Although I haven't copied old masters works for quite some time, I did this one in order to test an amber varnish that I made. It is many layers thick, employing amber in each successive layer. I am sold on hard resins in painting mediums. The luminous qualities are, in my opinion, much different than when using modern resins. The amber I used in this one was from the Baltic region, and was obtained from Kremer. It was made by heat fusing the resin, or in effect running it. It was then combined with linseed oil, under high heat, and then cooked into more oil to make a medium. This was added in small quatities to the oil paint, in gradually increased amounts, with each layer. The light enters the surface, and as it is returns back out after striking gradually built up under layers, it creates a luminous effect that causes it to appear to glow from within.

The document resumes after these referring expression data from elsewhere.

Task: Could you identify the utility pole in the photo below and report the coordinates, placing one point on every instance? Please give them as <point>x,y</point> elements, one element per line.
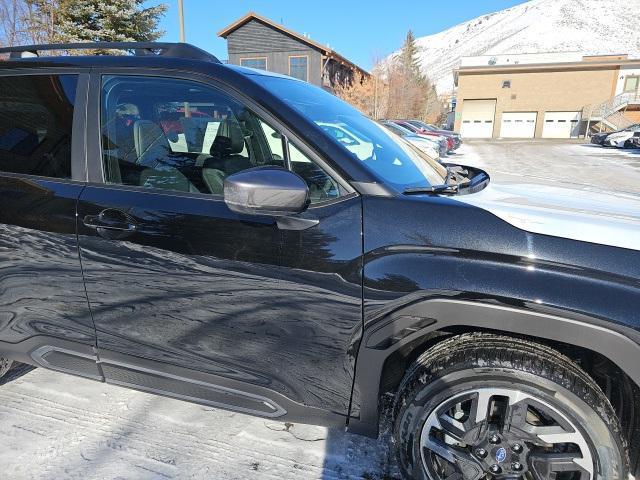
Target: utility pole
<point>181,20</point>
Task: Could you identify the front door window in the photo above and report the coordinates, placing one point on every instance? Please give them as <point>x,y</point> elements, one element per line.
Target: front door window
<point>181,135</point>
<point>631,84</point>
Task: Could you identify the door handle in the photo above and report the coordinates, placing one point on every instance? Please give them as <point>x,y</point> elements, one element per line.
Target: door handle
<point>111,223</point>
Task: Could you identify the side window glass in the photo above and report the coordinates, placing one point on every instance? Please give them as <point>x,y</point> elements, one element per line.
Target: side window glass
<point>321,186</point>
<point>179,135</point>
<point>36,120</point>
<point>274,139</point>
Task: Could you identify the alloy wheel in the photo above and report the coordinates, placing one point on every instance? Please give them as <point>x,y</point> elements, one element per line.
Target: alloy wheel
<point>501,433</point>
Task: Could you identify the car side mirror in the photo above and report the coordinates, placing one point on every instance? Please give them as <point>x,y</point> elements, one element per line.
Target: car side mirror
<point>272,191</point>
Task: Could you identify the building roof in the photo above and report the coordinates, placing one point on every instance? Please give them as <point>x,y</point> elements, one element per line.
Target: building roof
<point>517,64</point>
<point>328,52</point>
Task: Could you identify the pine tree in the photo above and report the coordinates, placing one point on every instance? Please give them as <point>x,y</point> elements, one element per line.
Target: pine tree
<point>107,21</point>
<point>409,56</point>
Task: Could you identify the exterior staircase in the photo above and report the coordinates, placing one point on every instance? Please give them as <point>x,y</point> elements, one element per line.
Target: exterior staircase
<point>609,115</point>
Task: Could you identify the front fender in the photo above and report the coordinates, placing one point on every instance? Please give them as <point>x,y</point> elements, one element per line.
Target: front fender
<point>411,292</point>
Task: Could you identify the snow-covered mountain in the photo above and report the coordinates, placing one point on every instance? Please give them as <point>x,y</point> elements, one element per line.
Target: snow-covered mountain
<point>587,26</point>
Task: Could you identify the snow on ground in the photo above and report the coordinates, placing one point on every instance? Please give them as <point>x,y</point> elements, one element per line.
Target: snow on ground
<point>54,426</point>
<point>554,161</point>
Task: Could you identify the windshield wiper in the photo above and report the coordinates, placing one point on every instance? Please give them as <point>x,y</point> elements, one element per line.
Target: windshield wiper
<point>444,189</point>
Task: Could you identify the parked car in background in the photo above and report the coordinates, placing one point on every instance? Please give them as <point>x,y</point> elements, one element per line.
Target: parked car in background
<point>633,142</point>
<point>457,140</point>
<point>350,139</point>
<point>618,139</point>
<point>426,133</point>
<point>433,148</point>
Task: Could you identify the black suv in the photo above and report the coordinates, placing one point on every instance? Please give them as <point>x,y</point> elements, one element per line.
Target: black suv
<point>203,231</point>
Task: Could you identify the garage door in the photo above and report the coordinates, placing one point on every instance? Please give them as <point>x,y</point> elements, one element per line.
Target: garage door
<point>477,118</point>
<point>518,125</point>
<point>561,125</point>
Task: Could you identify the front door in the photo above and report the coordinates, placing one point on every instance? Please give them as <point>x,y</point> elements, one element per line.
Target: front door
<point>190,299</point>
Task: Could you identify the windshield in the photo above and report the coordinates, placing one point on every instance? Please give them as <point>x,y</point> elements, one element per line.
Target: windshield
<point>392,159</point>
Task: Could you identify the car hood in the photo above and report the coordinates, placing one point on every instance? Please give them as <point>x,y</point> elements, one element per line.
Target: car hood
<point>582,214</point>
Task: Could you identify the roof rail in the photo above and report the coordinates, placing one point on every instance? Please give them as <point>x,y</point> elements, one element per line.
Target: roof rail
<point>176,50</point>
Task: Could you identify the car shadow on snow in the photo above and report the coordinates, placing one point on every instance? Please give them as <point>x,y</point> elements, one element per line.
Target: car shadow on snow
<point>16,371</point>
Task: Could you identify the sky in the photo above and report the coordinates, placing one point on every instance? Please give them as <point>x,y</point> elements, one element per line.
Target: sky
<point>360,30</point>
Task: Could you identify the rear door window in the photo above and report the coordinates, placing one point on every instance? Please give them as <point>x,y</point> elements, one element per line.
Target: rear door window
<point>36,121</point>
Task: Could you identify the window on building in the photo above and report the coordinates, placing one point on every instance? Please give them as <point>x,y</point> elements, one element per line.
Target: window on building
<point>36,119</point>
<point>259,63</point>
<point>298,67</point>
<point>631,84</point>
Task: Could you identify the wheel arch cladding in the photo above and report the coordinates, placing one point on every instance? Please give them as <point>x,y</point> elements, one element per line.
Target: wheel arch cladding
<point>416,325</point>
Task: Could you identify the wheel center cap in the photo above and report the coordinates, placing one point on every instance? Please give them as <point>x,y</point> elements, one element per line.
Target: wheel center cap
<point>501,454</point>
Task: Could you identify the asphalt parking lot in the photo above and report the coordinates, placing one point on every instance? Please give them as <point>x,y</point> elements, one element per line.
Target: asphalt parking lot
<point>554,161</point>
<point>56,426</point>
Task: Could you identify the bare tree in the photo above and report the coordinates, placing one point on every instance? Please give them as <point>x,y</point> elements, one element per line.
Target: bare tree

Practice Copies of Old Master's Works

The above image is 16x20, and was painted in layers. I used Liquin as a medium. The colors were Cobalt blue, Prussian blue, Titanium white, ivory black, cadmium yellow, napthol red, and alizarin crimson. As with the painting below, it was based on a work by Sassoferrato. It was completed quite a few years ago, as a test to see how mediums behave in glazes. I must say that although alkyds can be quite useful, I sure like natural resins much better. The copies have taught me a great deal regarding layers, mediums, colors, glazing, scumbles, and patience. None are done exactly, nor treated or thought of as an original work of art.

As with the above image, this image is one that I have painted several times. It is a copy of a Sassoferrato. Although it is not exact, I like to paint this image when testing a new medium, as it permits me to see how each behaves in a full range of values, and in glazes.

In the past, I used the word amber to refer to both Baltic amber, and to hard copal resins. Although, upon just looking at the raw resin, they can appears simliar, they really are different materials, and create much different effects, when used in paint.

This is an oil painting 11x14 inches. In the underpainting, I used a medium containing oil of spike, and Canada balsam. I wanted a very smooth surface for the later paint layers, and this medium worked wonderfully. For later layers, I used copal, employing slightly greater amounts of linseed oil, with each sucessive layer. I also added a color called Stil de grain, to the varnish, in very small amount, to create a slight patina. Rather than purchase this color (stil de grain) as a separate color, it can easily be mixed by combining something such as Winsor and Newton's Indian yellow, with a touch of raw umber. That way the colors are much more versatile, and can be used for other purposes as well. The copal worked wonderfully, and in the end, although the picture doesn't convey it, it created an enamel like hard glassy surface similar to those I have seen by Flemish masters, in quite a few museums. This is much different than the surfaces produced by alkyd mediums. In the end, I applied a very thin layer of amber varnish, over the entire surface. Several drops, which were subsequently spread out super thin, over the entire surface.